KPMG has predicted that mass market retail banks will be largely invisible to consumers by 2030.
In a new report – ‘Meet EVA, the future face of the Invisible Bank’ – it outlines its expectation that banks will be hidden by an e-personal assistant similar to Apple’s Siri.
It says EVA will fulfil daily personal and financial obligations, informed by data gathered from a fully connected way of life.
Warren Mead, fintech lead at KPMG, said: “Banks are making efforts to improve customer service through use of exciting technologies like robotics, artificial intelligence and blockchain.
“But the pace of change is slow and in reality, I’d say banks are only 10 per cent of their way through their digital transformations.”
In a worst-case scenario the banks of today could be relegated to the position of a white-labelled product provider.
Customer service call centres, branches and sales teams may all become things of the past.
“Getting most banks to our vision of 2030 will be painful,” added Mead.
“Currently, technology firms invest 10-20 per cent of revenues into research and development, but for banks it’s just 1-2 per cent.
“With banks’ return on equity under 5 per cent it’s hard to see that changing significantly in the short to medium term, but if firms want to remain relevant, it has to.”
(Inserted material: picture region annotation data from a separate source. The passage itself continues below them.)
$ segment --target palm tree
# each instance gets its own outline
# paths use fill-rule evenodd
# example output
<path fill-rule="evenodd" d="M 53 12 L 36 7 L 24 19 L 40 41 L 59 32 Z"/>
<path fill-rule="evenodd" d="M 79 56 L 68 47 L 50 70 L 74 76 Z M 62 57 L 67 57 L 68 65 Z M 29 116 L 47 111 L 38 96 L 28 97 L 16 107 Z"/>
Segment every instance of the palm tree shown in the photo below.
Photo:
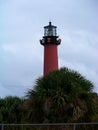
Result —
<path fill-rule="evenodd" d="M 93 87 L 78 72 L 61 68 L 38 78 L 34 89 L 28 91 L 27 97 L 28 101 L 32 100 L 32 111 L 36 109 L 38 112 L 37 105 L 40 104 L 42 113 L 37 118 L 43 118 L 39 122 L 90 121 L 94 111 L 91 96 Z"/>

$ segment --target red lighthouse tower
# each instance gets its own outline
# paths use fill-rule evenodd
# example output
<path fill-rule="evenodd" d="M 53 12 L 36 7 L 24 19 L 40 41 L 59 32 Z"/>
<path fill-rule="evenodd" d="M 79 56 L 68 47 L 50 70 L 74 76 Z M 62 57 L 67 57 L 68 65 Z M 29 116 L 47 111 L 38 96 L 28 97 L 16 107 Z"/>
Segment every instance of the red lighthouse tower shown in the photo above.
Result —
<path fill-rule="evenodd" d="M 61 40 L 58 39 L 56 28 L 49 22 L 49 25 L 44 27 L 44 36 L 40 40 L 41 45 L 44 46 L 44 76 L 58 69 L 57 46 Z"/>

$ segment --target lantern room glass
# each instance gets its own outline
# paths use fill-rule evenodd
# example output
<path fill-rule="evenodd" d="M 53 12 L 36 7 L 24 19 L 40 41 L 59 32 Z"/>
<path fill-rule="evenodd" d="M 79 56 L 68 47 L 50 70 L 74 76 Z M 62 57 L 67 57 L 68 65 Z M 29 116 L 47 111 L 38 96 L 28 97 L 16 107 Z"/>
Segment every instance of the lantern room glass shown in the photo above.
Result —
<path fill-rule="evenodd" d="M 44 36 L 56 36 L 56 27 L 55 26 L 47 26 L 44 28 Z"/>

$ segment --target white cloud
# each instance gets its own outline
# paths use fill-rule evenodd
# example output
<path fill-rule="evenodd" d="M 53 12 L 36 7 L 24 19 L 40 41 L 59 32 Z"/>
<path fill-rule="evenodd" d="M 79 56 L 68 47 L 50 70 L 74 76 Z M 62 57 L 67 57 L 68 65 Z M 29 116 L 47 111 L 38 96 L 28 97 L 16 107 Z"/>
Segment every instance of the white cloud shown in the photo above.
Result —
<path fill-rule="evenodd" d="M 78 70 L 98 86 L 98 9 L 94 2 L 2 1 L 0 83 L 4 95 L 12 92 L 23 95 L 24 91 L 34 84 L 34 80 L 42 75 L 43 47 L 39 39 L 43 36 L 43 26 L 48 24 L 49 20 L 58 26 L 57 32 L 62 38 L 58 47 L 60 67 L 68 66 Z M 12 92 L 5 89 L 12 89 Z M 96 88 L 95 91 L 97 90 Z"/>

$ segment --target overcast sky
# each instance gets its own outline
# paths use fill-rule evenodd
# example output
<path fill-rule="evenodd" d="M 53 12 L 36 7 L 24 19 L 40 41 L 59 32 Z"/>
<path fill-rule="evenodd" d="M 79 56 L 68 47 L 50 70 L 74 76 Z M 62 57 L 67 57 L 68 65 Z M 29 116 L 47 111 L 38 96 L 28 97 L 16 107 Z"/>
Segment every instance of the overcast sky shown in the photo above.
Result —
<path fill-rule="evenodd" d="M 62 39 L 59 67 L 79 71 L 98 92 L 97 0 L 0 0 L 0 97 L 24 96 L 43 75 L 39 39 L 50 20 Z"/>

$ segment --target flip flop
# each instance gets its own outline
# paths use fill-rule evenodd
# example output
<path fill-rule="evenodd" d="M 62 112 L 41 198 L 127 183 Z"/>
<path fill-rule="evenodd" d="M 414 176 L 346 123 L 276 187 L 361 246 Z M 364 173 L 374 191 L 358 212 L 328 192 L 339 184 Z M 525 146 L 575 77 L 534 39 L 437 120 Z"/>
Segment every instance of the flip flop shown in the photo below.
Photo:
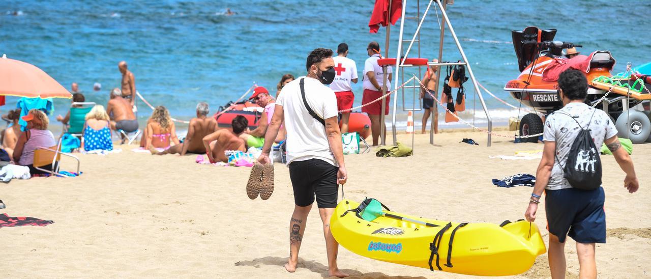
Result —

KPMG believes banks which utilise their data, drive down costs, build effective partnerships with a broad range of third parties and have robust cyber security will do best.
Adrian Clamp, UK head of customer advisory at KPMG, added: “Our recent CEO survey highlighted that 79 per cent of UK-based CEOs are concerned about the speed at which their company is able to harness digital technology to connect with customers.
“Innovative new technology is impacting the traditional way in which customers engage with brands.
“Many large UK companies now find themselves needing to catch up with these fundamental shifts in consumer behaviour.
“As a result, many CEOs have begun to invest in transforming their companies into customer-centric, digitally-enabled businesses.”